What is the replication strategy for the inverted index ?
For each partition we should have a single master and 2 replicas.
During writes, all writes happen at the master node, which is then replicated to the 2 replicas. All reads happen from both master and replicas.
If we have all master nodes (multi-master) i.e. writes can happen in any of the 3 nodes, then there could be inconsistencies. It could happen that 2 concurrent requests for the same term_id sees different states (in different master nodes) and thus each process will update based on their master state and this could lead to conflicts.
But indexing is faster with multi-master since the tweets can be indexed into the nearest inverted index server from the user. But given a delay of 10s, we can live with single master for now.
Although within a single master node we can handle concurrency as seen above.
With a single master node, all writes are consistent and there are no issues related to conflicts. We can say that a write is successful only if the master is updated successfully and any one replica node is updated also.
During read, we read from any 2 nodes (master+replica1 or master+replica2 or replica1+replica2). Then based on whichever has the higher last_updated timestamp, we consider results from that instance.
The choice of at-least 2 nodes for write and 2 nodes for reads is that during write even if one node is not updated successfully (maybe it went offline), during reads at-least one node is there which was successfully updated during writes.
How tweets are ingested ?
Tweets are ingested into a Kafka queue for processing it into the inverted index. The use of queue is to make the indexing flow asynchronous because clients need not have to wait for the inverted index to be sucessfully updated before getting a response that their tweet is sucessful.
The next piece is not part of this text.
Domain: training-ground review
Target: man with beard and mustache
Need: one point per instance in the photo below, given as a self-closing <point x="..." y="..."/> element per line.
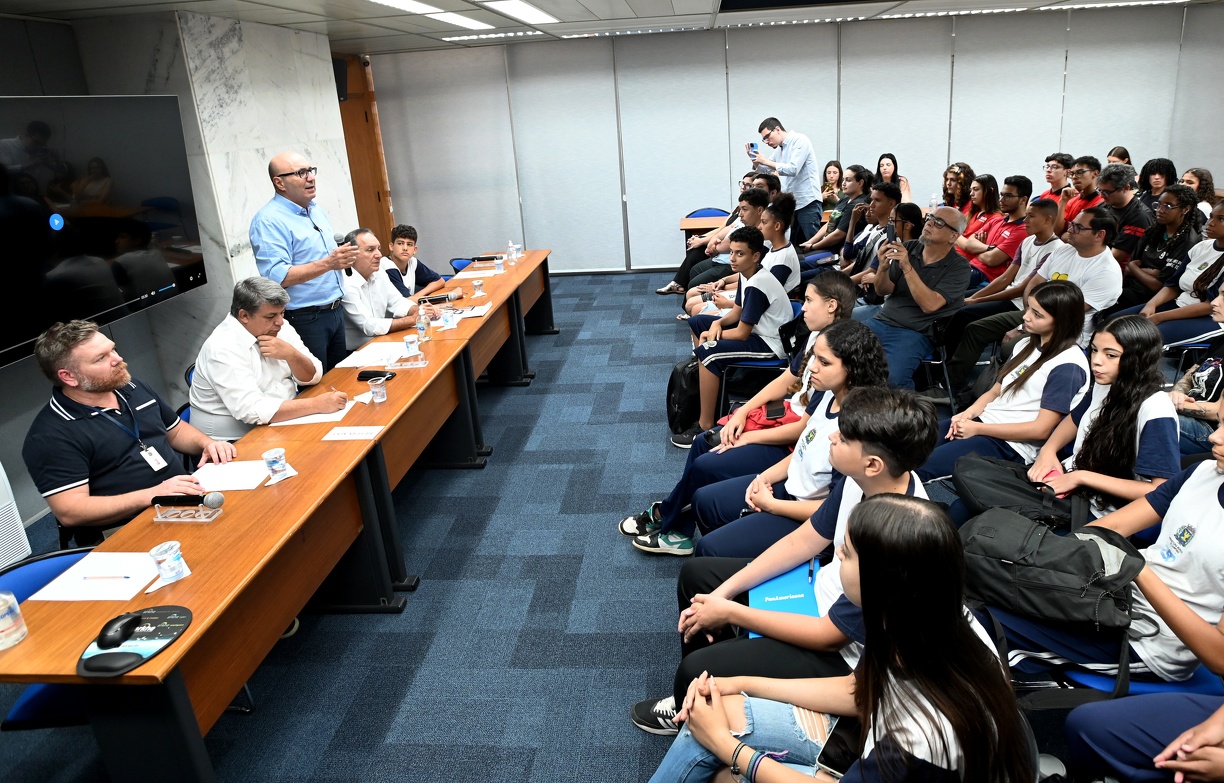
<point x="105" y="444"/>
With an expected delay of 10s between tweet ingested and tweet indexed, using some queueing theory, it can be shown that the delay is expressed as:
delay = 1/(QPS of consumer-QPS of producer)
Assuming QPS of producer is 10K (10K writes per second)
QPS of consumer = 1/delay + 10K/s = 10K/s
Assuming each consumer can handle 1000 QPS, we need 10 consumers to handle 10K tweets per second.
How to generate IDs in distributed manner ?
Note that tweet ids are being generated by distributed system instead of a single machine. With our earlier approach of using IDs of the form:
UNIX Timestamp in Milliseconds (41 bits) + 10 bit auto-incrementing integer.
It might happen that 2 machines generate the same ID. This could happen if 2 machines writing the new tweet at the same millisecond and both reads the highest auto-incrementing integer as X before both computing X+1 instead of one of them computing X+2.
This could be resolved by using another field in the ID formula which is the machine ID. We will keep 13 bits for the machine ID i.e. we are assuming that we will need maximum 8192 machines for distributed ID generation.
UNIX Timestamp in Milliseconds (41 bits) + 10 bit auto-incrementing integer + 13 bit machine ID = Total 64 bits.
Thus if 2 machines generate the same ID one of them will have higher machine ID than the other thus breaking the tie.
How to persist the inverted index and the other maps ?
Although we have taken care of fault tolerance by the use of replication, but it could still happen that all replicas for a partition crashes leading to loss of data for search.
To overcome this, we can consider the following approaches:
- Recreate the partition from tweets table. This can take take somewhere from few hours to few days depending on the size of data. Thus the system will not work correctly during this period.
- Run perioding jobs to persist the partition in a filesystem or DB. The use case for DB is not really there as we need to scan all rows to recreate the partition. Thus storing each row of partition as a row in a file seems more cost effective as well as useful.